# Fluffy



## jcl_24 (Apr 4, 2008)

My rabbit Fluffy died on Wednesday 2nd April.

Rest in peace my beautiful Fluffy girl. Binky free at the Bridge when your spirit is ready. I love you.



******************************************

I'd like to add happy memories of Fluffy to this thread, so her life can be remembered, not justthe sadness at losing her.

Jo xx


----------



## trailsend (Apr 4, 2008)

I'm sorry about your loss of Fluffy but you are absolutely right about remembering happy memories and times, and remembering her with happiness. She is still with you and always will be.


----------



## Wabbitdad12 (Apr 5, 2008)

I am sorry about Fluffy.


----------



## ra7751 (Apr 6, 2008)

:angelandbunny:


----------



## mouse_chalk (Apr 6, 2008)

I'm so sorry to hear about Fluffy 

You are right to want to remember the good times, she was a very well loved bunny.

Binky free little girl 

:rainbow:

Jen xx


----------



## TinysMom (Apr 6, 2008)

I'm so sorry about your loss.....it hurts so bad to lose our furry friends.

RIP Fluffy.


----------



## jcl_24 (Apr 8, 2008)

Thankyou for all of your caring thoughts for Fluffy and me, they are appreciated. 

The first time I got an idea of what Fluffy might be like beyond her appearance was when I collected her from the pet shop. Having chosen her and letting the member of staff there know she was the bunnyI wanted,she told me I could wait downstairs by the cash desk, and the rabbit would be brought downstairs to me. It seemed to be a little while before the pet shop lady appeared with Fluffy in a box. I bet she was a difficult rabbit to catch :bunnydance:

Jo xx


----------



## LuvaBun (Apr 8, 2008)

I'm sorry to hear about Fluffy. Sounds like she had quite the attitude!

R.I.P. little girl

Jan


----------



## polly (Apr 9, 2008)

Binky free Fluffy ink iris:


----------



## jcl_24 (May 15, 2008)

She did have quite the attitude, it was all part of her wonderful bunny personality.
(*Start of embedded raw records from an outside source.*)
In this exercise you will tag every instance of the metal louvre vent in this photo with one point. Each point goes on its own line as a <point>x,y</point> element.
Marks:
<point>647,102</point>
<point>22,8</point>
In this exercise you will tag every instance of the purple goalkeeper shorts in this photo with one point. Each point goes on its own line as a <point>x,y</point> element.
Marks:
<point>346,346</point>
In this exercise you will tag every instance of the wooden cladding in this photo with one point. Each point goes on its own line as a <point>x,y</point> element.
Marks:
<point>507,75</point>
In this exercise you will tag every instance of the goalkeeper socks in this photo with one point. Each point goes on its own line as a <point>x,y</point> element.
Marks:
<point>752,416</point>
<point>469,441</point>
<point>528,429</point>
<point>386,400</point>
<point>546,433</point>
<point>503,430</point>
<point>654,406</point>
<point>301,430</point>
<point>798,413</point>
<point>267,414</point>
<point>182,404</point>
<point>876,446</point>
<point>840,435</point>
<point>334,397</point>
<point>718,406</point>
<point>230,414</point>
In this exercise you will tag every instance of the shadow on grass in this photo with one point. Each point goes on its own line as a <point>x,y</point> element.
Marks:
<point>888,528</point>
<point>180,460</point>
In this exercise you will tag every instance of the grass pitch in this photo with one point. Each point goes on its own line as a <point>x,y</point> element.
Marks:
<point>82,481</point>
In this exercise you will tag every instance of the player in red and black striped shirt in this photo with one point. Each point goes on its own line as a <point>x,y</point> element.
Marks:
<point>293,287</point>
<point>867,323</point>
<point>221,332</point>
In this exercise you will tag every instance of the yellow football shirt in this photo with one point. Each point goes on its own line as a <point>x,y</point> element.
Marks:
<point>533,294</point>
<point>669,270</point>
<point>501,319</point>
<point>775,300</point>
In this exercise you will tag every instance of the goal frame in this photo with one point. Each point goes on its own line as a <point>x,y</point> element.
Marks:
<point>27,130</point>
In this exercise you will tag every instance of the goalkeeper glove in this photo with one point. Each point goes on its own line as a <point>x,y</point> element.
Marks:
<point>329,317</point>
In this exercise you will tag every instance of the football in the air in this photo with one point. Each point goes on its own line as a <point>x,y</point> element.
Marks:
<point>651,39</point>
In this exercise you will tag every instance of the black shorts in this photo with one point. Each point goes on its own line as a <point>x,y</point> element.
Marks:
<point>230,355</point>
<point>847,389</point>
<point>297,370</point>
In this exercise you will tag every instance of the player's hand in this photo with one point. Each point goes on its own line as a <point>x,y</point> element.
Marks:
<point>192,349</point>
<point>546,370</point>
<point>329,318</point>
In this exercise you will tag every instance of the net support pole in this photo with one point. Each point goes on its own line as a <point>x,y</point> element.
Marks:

No-one can grumble at me quite the way she could.

Jo xx


----------



## slavetoabunny (May 15, 2008)

:angelandbunny:You have many friends at the Bridge to take care of you. Binky free Fluffy.


----------



## jcl_24 (Jun 19, 2008)

Its been about ten weeks since Fluffy left for the Rainbow Bridge. She still features in my dreams, usually escaping from a hutch or run, needing to be caught. She never did like being caught to go back in her hutch after running around for a few hours (**** humans spoiling all her fun :S).

I watched a video on'Bunspace' tonight called 'I Will Follow You'. The video was beautiful, sad, and it reminded me of my Fluffy girl being gone and that I still miss her.

Any time you want to come back to have a bunny grumble at me or just to check things out Fluffy, spiritedly hop right back ok? You are missed by me and I know the grey-topped one thinks of you too. We love you.

Jo xx


----------



## LuvaBun (Jun 20, 2008)

<<<<hugs>>>>>

Jan


----------



## JimD (Jun 21, 2008)

ray:


----------



## jcl_24 (Sep 16, 2011)

If you can sense my thoughts where you are Fluffy girl, you will know you have not been forgotten in the years that have passed since this thread was originally made.

Jo xx


----------



## LovingMyMiniLop (Dec 28, 2011)

Im SO Sorry for the loss of Fluffy


----------



## MILU (Dec 29, 2011)

Yes, Fluffy has been loved and will not be forgotten!! 
ink iris:


----------